Firebase function Node.js transform stream


I'm creating a Firebase HTTP Function that makes a BigQuery query and returns a modified version of the query results. The query potentially returns millions of rows, so I cannot store the entire query result in memory before responding to the HTTP client. I am trying to use Node.js streams, and since I need to modify the results before sending them to the client, I am trying to use a transform stream. However, when I try to pipe the query stream through my transform stream, the Firebase Function crashes with the following error message: finished with status: 'response error'.

My minimal reproducible example is as follows. I am using a buffer, because I don't want to process a single row (chunk) at a time, since I need to make asynchronous network calls to transform the data.

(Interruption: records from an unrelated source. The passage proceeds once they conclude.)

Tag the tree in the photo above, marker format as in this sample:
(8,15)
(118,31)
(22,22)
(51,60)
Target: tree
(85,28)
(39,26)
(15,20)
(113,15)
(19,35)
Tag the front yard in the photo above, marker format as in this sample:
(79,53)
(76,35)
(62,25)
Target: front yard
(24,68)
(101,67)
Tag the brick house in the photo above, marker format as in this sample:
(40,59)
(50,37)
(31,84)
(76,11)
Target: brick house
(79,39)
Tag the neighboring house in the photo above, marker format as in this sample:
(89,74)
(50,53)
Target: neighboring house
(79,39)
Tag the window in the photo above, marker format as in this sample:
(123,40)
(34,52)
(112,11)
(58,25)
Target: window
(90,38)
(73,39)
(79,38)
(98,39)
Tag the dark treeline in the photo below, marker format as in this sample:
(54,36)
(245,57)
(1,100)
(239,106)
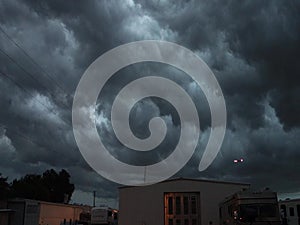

return new Promise((resolve, reject) => {
    const buffer = new Array(5000)
    let bufferIndex = 0
    const [job] = await bigQuery.createQueryJob(options)
    const bqStream = job.getQueryResultsStream()

    const transformer = new Transform({
        writableObjectMode: true,
        readableObjectMode: false,
        transform(chunk, enc, callback) {
            buffer[bufferIndex] = chunk
            if (bufferIndex < buffer.length - 1) {
                bufferIndex++
            }
            else {
                this.push(JSON.stringify(buffer).slice(1, -1)) // Transformation should happen here.
                bufferIndex = 0
            }
            callback()
        },
        flush(callback) {
            if (bufferIndex > 0) {
                this.push(JSON.stringify(buffer.slice(0, bufferIndex)).slice(1, -1))
            }
            this.push("]")
            callback()
        },
    })

    bqStream
        .pipe(transform)
        .pipe(response)

    bqStream.on("end", () => {
        resolve()
    })
}

Solution

  • I cannot store the entire query result in memory before responding to the HTTP client

    Unfortunately, when using Cloud Functions, this is precisely what must happen.

    There is a documented limit of 10MB for the response payload, and that is effectively stored in memory as your code continues to write to the response. Streaming of requests and responses is not supported.

    One alternative is to write your response to an object in Cloud Storage, then send a link or reference to that file to the client so it can read the response fully from that object.

    If you need to send a large streamed response, Cloud Functions is not a good choice. Neither is Cloud Run, which is similarly limited. You will need to look into other solutions that allow direct socket access, such as Compute Engine.